Confirmando a incompetência do d. Juízo da Execução nesta fase processual, o Informativo n. 581/STJ , em julgado da Sexta Turma desta eg. Corte Superior:

"Em execução provisória de pena fixada em ação penal originária, a expedição de guia de recolhimento de réu cabe ao tribunal competente para processála e julgá-la . De fato, o art. 105 da Lei n. 7.210/1984 (que deve ser conjugado com o art. 2º da mesma lei, respeitante à execução provisória da pena) dispõe que: 'Transitando em julgado a sentença que aplicar pena privativa de liberdade, se o réu estiver ou vier a ser preso, o Juiz ordenará a expedição de guia de recolhimento para a execução'. Sobre o tema, há doutrina no sentido de que 'regra geral é a de que cabe ao juiz da ação a competência para a execução da sentença , nela proferida, afinal'. De acordo com essa vertente doutrinária, o início da execução da reprimenda compete ao juiz 'perante o qual correu a ação penal , pouco importando tenha a executar a sentença por ele próprio

proferida, ou a substituída a essa, em virtude do provimento dado, no todo ou em parte, a recurso, ordinário, extraordinário ou misto (revisão), interposto contra aquela sentença'. Por fim, na mesma linha, existe entendimento doutrinário no viés de que 'compete aos tribunais superiores a execução quando se trata de competência originária da respectiva Corte, ainda que o acórdão por esta proferido tenha sido reformado pelo Supremo Tribunal Federal'. EDcl no REsp 1.484.415-DF, Rel. Min. Rogerio Schietti Cruz, julgado em 3/3/2016, DJe 14/4/2016"(grifei).

Com efeito, não se identifica o constrangimento ilegal apontado.

Diante de todo o exposto, não conheço do habeas corpus .

É o voto.

Superior Tribunal de Justiça

CERTIDÃO DE JULGAMENTO

QUINTA TURMA

Número Registro: 2021/XXXXX-9 HC 711.011 / MG

MATÉRIA CRIMINAL

Números Origem: 0 XXXXX20178130024 XXXXX22512920000 XXXXX20178130024

EM MESA JULGADO: 15/03/2022

Relator

Exmo. Sr. Ministro JESUÍNO RISSATO (DESEMBARGADOR CONVOCADO DO

TJDFT)

Presidente da Sessão

Exmo. Sr. Ministro JOEL ILAN PACIORNIK

Subprocurador-Geral da República

Exmo. Sr. Dr. ROBERTO LUIS OPPERMANN THOMÉ

Secretário

Me.
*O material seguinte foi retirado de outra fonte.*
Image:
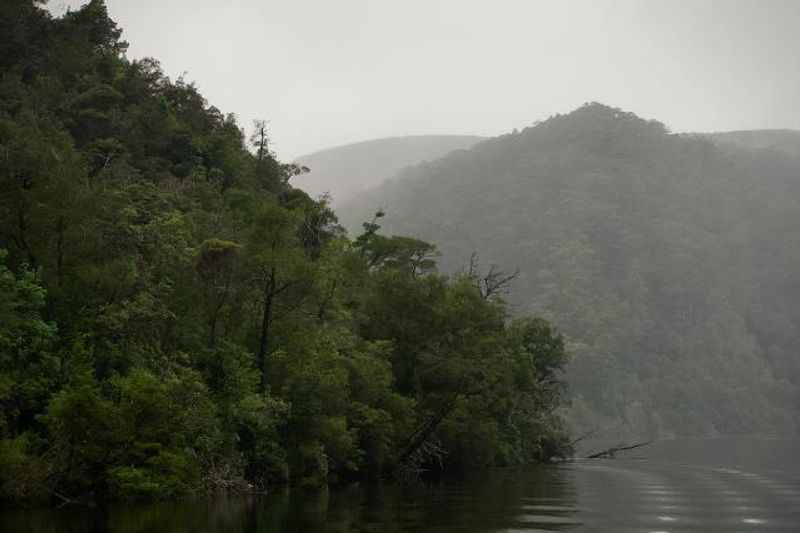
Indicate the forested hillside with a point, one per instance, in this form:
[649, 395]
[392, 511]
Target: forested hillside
[671, 262]
[348, 170]
[176, 318]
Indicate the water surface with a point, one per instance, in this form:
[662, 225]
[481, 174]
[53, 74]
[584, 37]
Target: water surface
[719, 485]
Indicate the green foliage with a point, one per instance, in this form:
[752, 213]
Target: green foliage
[669, 261]
[176, 318]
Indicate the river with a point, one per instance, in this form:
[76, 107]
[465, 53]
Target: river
[700, 485]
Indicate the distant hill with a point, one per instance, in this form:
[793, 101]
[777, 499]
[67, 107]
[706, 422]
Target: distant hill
[353, 168]
[671, 261]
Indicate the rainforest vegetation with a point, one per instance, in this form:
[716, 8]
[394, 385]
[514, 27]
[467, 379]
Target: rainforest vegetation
[671, 262]
[176, 318]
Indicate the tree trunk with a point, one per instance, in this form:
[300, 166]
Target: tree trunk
[266, 320]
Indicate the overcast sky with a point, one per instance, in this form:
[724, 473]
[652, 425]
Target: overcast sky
[330, 72]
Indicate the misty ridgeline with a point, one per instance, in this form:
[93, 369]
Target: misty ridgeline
[178, 316]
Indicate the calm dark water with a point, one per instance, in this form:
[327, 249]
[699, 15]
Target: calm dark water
[718, 485]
MARCELO PEREIRA CRUVINEL

AUTUAÇÃO

IMPETRANTE : THIAGO SILVA CALAZANS

ADVOGADO : THIAGO SILVA CALAZANS - MG205345

IMPETRADO : TRIBUNAL DE JUSTIÇA DO ESTADO DE MINAS GERAIS

PACIENTE : RICARDO ASSUNCAO FERREIRA

INTERES. : MINISTÉRIO PÚBLICO DO ESTADO DE MINAS GERAIS

ASSUNTO: DIREITO PROCESSUAL PENAL - Execução Penal e de Medidas Alternativas - Pena

Privativa de Liberdade

CERTIDÃO

Certifico que a egrégia QUINTA TURMA, ao apreciar o processo em epígrafe na sessão realizada nesta data, proferiu a seguinte decisão:

" A Turma, por unanimidade, não conheceu do pedido. "

Os Srs. Ministros João Otávio de Noronha, Reynaldo Soares da Fonseca, Ribeiro Dantas e Joel Ilan Paciornik votaram com o Sr. Ministro Relator.